The Pentagon official’s statement to Asharq Al-Awsat came on the eve of reports that Iran launched airstrikes on ISIS targets in Iraq this week, something that Tehran has denied. In a news briefing on Tuesday, Pentagon spokesman John Kirby publicly denied that the US is coordinating its military activities with Iran. “It’s the Iraqi air space and [Iraq’s] to deconflict. We are not coordinating with nor are we deconflicting with Iranian military,” Kirby said.

Commenting on reports of crimes committed by Iranian-backed militias in Iraq, the senior Pentagon official told Asharq Al-Awsat: “We take any claims very seriously and will work with the Iraqis to investigate fully what truth there is to this and we will take appropriate steps.”

The latest controversy surrounding the fight against ISIS in Iraq comes amid US preparations for the nomination of a new defense secretary to head up Washington’s anti-ISIS operations in the Middle East, replacing Chuck Hagel, who resigned from office last month. Hagel was one of Washington’s most senior officials familiar with Middle East affairs, having taken an interest in the region since being elected to the Senate in 1995 and subsequently serving on the US Senate Committee on Foreign Relations. His resignation raises further questions about differences within the US administration towards Washington’s policies in the Middle East, particularly over confronting ISIS.

In exclusive comments to Asharq Al-Awsat, US Deputy Assistant Secretary of Defense for Middle East Policy Dr. Matthew Spence stressed: “There is no daylight between the White House and Pentagon over our policy in our Middle East. US President Obama is very focused on a comprehensive approach to counter ISIS.”

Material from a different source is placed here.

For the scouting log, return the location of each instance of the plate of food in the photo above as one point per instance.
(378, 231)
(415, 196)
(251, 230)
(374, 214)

US officials, particularly Defense Department officials, do not traditionally comment on differences of opinion between the White House and Pentagon. Administration officials continue to say that its anti-ISIS policy will focus on coalition building and assisting local forces to combat jihadists in Iraq and Syria.

“One of the most significant successes has been building a genuine coalition against ISIS in the region,” Spence said.

“The Defense Department’s role in countering ISIS is to deny safe haven to ISIS and to build up partnership capacity to take the fight to them,” he added, stressing that at the present time Washington has no plan to send US combat forces to Iraq.

While the US has already begun training Iraqi military forces to combat ISIS, Washington has warned that this will be a long-term process. “We need to understand that this doesn’t produce results overnight,” a senior Pentagon official speaking to Asharq Al-Awsat on the condition of anonymity said.